The call was the second structure-fire call of the same morning and a sobering reminder of the importance of fire safety, especially during the holidays. Hibberts emphasized that electrical issues, chimney and Christmas tree fires are on the top of the list.
“Never plug a portable heater into a multi-outlet,” he said.
Once the spark was struck, during a recent holiday fire-safety-demonstration event, the flames fully engulfed and burnt a mid-size Christmas tree to a crisp within seconds. The demonstration was designed to educate residents while featuring the proper use of fire extinguishers, space heaters, the need of smoke and CO alarms, Christmas tree and holiday lights safety as well as cooking safely, including turkey frying.
Hibberts mentioned that fire prevention is a top priority for all fire departments. To better serve residents the region’s volunteer departments are always collaborating with a unified message to keep families safe throughout the holiday season and beyond.

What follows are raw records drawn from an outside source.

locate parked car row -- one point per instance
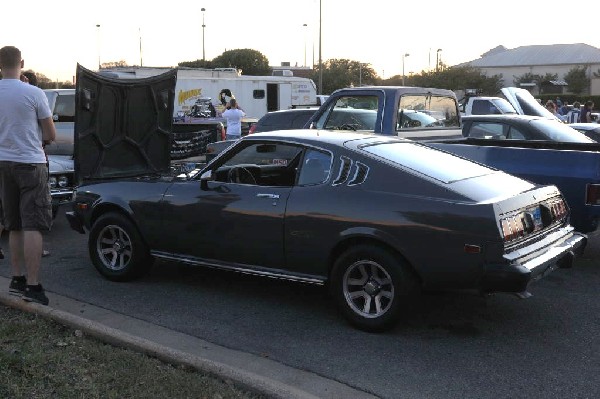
(520, 127)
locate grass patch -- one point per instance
(40, 358)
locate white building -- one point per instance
(540, 60)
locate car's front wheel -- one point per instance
(117, 249)
(372, 286)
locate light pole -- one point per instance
(140, 33)
(320, 59)
(305, 28)
(98, 40)
(203, 26)
(403, 57)
(359, 74)
(360, 65)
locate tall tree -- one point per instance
(251, 62)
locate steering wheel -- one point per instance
(239, 174)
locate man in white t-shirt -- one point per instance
(233, 115)
(25, 126)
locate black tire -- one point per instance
(372, 286)
(117, 250)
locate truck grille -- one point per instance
(190, 144)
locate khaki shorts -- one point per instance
(26, 202)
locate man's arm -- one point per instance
(48, 130)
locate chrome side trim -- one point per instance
(240, 268)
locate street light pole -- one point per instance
(98, 40)
(320, 59)
(140, 33)
(305, 26)
(203, 26)
(359, 74)
(403, 57)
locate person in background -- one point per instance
(564, 110)
(558, 103)
(25, 125)
(29, 77)
(550, 106)
(586, 112)
(574, 113)
(233, 115)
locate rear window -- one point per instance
(436, 164)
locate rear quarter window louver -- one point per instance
(360, 174)
(344, 171)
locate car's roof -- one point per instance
(61, 90)
(313, 136)
(585, 126)
(293, 110)
(500, 117)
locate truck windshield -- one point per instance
(441, 111)
(438, 165)
(558, 131)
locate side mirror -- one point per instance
(205, 178)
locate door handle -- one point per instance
(269, 196)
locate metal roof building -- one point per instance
(540, 60)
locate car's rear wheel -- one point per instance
(117, 249)
(372, 286)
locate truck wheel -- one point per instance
(117, 249)
(372, 287)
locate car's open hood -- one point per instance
(524, 103)
(122, 126)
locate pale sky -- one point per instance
(55, 35)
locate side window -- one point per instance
(515, 134)
(315, 168)
(64, 108)
(441, 111)
(350, 113)
(260, 164)
(483, 130)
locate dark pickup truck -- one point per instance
(432, 116)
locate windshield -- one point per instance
(504, 106)
(557, 131)
(436, 164)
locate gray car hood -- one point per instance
(122, 126)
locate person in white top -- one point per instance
(233, 115)
(25, 126)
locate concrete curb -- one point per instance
(254, 373)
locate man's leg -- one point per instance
(32, 247)
(17, 257)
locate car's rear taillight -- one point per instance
(592, 195)
(512, 227)
(531, 220)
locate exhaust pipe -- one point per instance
(523, 295)
(566, 262)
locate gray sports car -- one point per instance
(376, 219)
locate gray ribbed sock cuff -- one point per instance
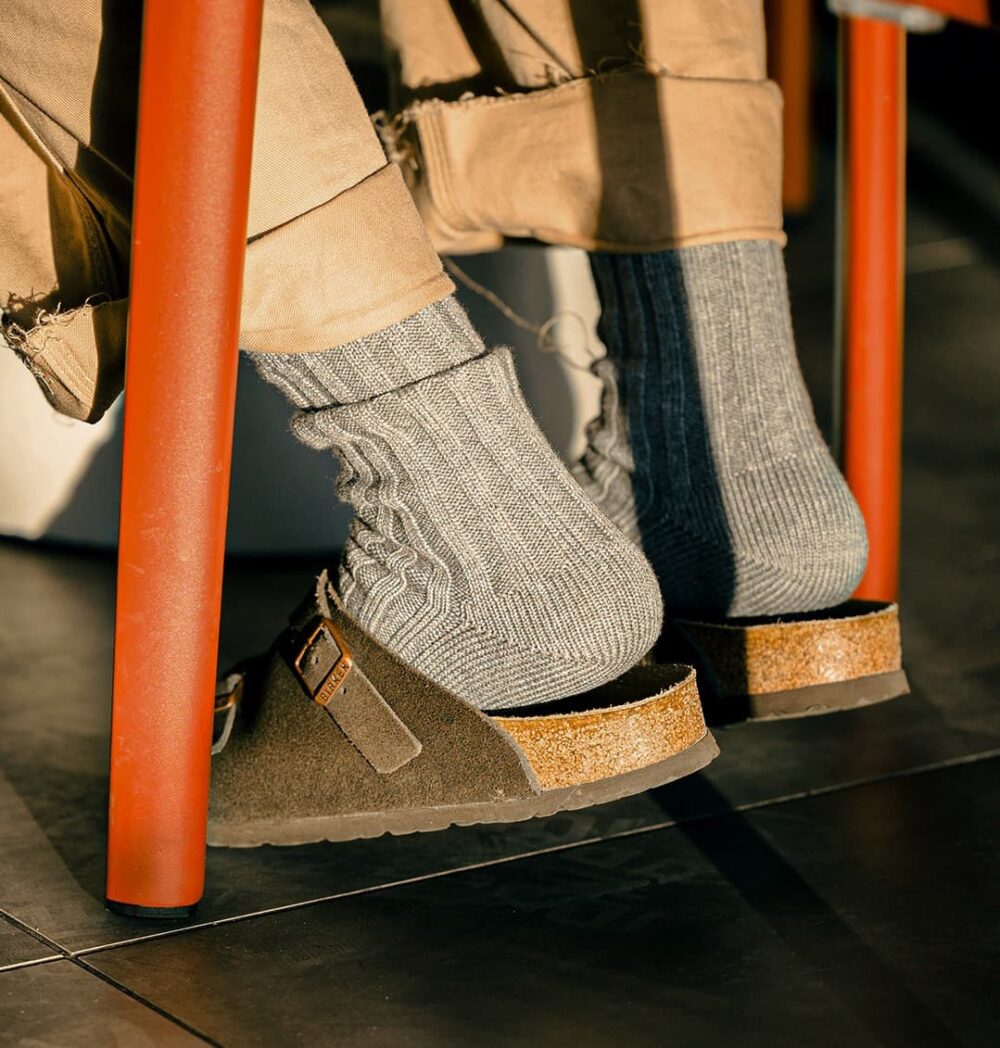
(437, 337)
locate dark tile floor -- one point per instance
(828, 881)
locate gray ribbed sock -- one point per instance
(707, 452)
(473, 555)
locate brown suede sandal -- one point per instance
(330, 737)
(792, 666)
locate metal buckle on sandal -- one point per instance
(323, 662)
(229, 693)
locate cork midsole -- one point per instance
(299, 831)
(755, 657)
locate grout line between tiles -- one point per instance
(30, 964)
(73, 958)
(128, 991)
(555, 849)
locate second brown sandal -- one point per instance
(792, 666)
(330, 737)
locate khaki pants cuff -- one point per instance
(346, 269)
(629, 161)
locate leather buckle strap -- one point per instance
(229, 694)
(321, 659)
(323, 662)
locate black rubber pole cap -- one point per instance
(156, 913)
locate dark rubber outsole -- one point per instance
(812, 701)
(301, 831)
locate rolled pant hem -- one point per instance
(629, 161)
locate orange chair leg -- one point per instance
(873, 139)
(192, 187)
(789, 63)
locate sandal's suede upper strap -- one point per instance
(322, 661)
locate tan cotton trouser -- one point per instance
(625, 125)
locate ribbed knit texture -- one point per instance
(707, 452)
(473, 555)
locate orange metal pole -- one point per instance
(873, 139)
(192, 186)
(789, 64)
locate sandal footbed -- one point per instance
(288, 762)
(361, 825)
(785, 654)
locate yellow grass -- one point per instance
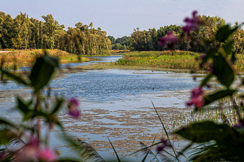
(21, 58)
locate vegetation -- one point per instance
(148, 40)
(120, 43)
(168, 59)
(20, 58)
(23, 32)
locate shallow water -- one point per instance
(114, 103)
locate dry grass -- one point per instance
(22, 58)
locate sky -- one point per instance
(120, 17)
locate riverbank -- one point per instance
(22, 58)
(167, 60)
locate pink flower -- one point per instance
(27, 153)
(196, 98)
(169, 38)
(239, 124)
(163, 145)
(73, 105)
(47, 154)
(3, 155)
(191, 24)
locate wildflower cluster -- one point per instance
(196, 98)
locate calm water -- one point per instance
(112, 90)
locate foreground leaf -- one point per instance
(224, 32)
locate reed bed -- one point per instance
(21, 58)
(168, 59)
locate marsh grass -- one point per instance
(168, 59)
(21, 58)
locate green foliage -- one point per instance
(220, 141)
(23, 32)
(148, 40)
(42, 71)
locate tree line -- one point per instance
(148, 40)
(23, 32)
(122, 43)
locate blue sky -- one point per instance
(120, 17)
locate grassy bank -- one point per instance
(21, 58)
(167, 59)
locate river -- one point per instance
(115, 104)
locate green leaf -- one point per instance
(217, 95)
(223, 70)
(208, 55)
(5, 122)
(6, 135)
(42, 71)
(228, 47)
(206, 80)
(207, 131)
(233, 58)
(58, 105)
(69, 160)
(22, 106)
(15, 78)
(224, 32)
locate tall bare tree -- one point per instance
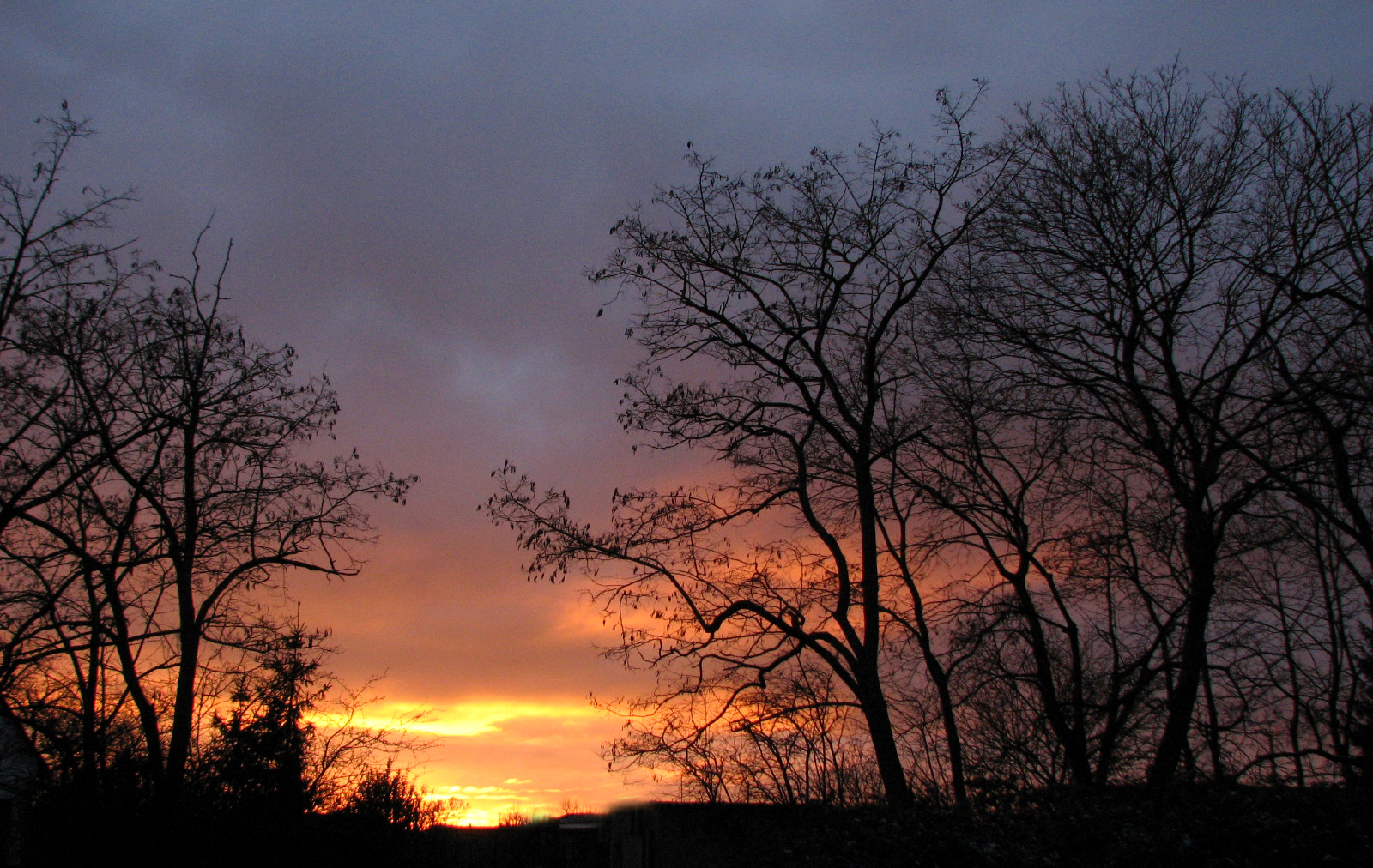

“We are all in it together to protect the community,” Hibberts said.
Aside from burning candles, the use of the fireplace, or Christmas tree light decoration, fire danger often surrounds the kitchen. Officials are urging residents to never use oil or grease fryer in, or under, a garage, breezeway, carport, porch, deck or any other structure that can catch fire.
“Frying a turkey takes extra safety measures,” Hibberts said, adding, “Make sure that the turkey is completely thawed, and that the oil does not exceed the required temperature, which in most cases is about 350 degrees Fahrenheit.”
Keeping children and pets away from the cooking area was a visible tip, during the fire safety demonstration as the frozen bird was dropped into the overheated oil, which quickly fired back, literally. Christmas tree safety tips include the replacing of broken bulbs, damaged cords, adding water to the tree stand daily, not blocking any exit or entryways, as well as the setting up a tree at least three feet away from any heat source.
“One in three Christmas tree fires are caused by electrical problems,” Hibberts said, adding, “This should be the most festive time of the year, and we are working hard to make sure that it doesn’t end in tragedy.”
The second district volunteer fire department is hosting its biggest fundraiser of the year selling Christmas trees on US 421 across the Pioneer Village Plaza. Hibberts hoped to convey a reminder that area fire departments all operate voluntarily and function based on community support. The more the department is supported, the better the service they can offer.